The moth trap was put out at the country park in the evening of Monday 19th on a warm and still night. Just under 40 species of moths were noted with this first ruby tiger of the season the most colourful. This is usually a regular visitor to the trap during late July and early August, with the caterpillars feeding on plantains and docks.

This moth pictured above, caught the eye when the trap was checked the next morning, looking like a member of the dart family of moths. This is a white-line dart, showing a thin white streak along part of the wing. It is a reasonably widespread moth in the county and has been recorded here at the park before.

Other moths noted on the night included L-album wainscot, poplar hawkmoth, least carpet, latticed heath, barred yellow, common emerald, early thorn, pale prominent, dusky sallow, dun-bar, lunar-spotted pinion, dingy footman and common rustic.

There has been an unfamiliar chirping sound coming from this area of trees near the park's overflow car park on a couple of recent evenings. This sounds like the house cricket, one of which I heard last summer chirping from a low garden wall under a streetlight in West Mersea. The chirp can be loud and this one at the park could be heard about 80 metres away, even with nearby leaves rustling on the trees.

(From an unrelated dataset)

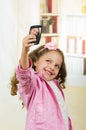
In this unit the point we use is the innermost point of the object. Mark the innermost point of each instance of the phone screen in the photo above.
(36, 30)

Despite getting down on my hands and knees to try and see it, I couldn't find it. I believe the main records of house crickets in Essex have probably escaped from owners of reptiles and amphibians who breed house crickets as food for their pets.

The other interesting insect resident in the area of trees in the above photo, is the purple hairstreak. This stand of oak trees on the southern side has been the favoured haunt for these hairstreaks. One was watched flitting around the leaves high up, with the evening sun shining on the tree-tops. Nearby a comma and a red admiral were also sunning themselves in this corner.

It has been quiet on the bird front with a sparrowhawk being seen by the car park, 100 black-tailed godwits on the mud and 5 tufted ducklings still present on the pond. A common sandpiper flew along the dyke where there was also the family of pochard ducklings.

There was the unexpected sight of a tawny owl perched on a telegraph pole at dusk beside the East Mersea road near Weir Farm. This isn't usual tawny territory so this bird has wandered over a few fields to get to this spot.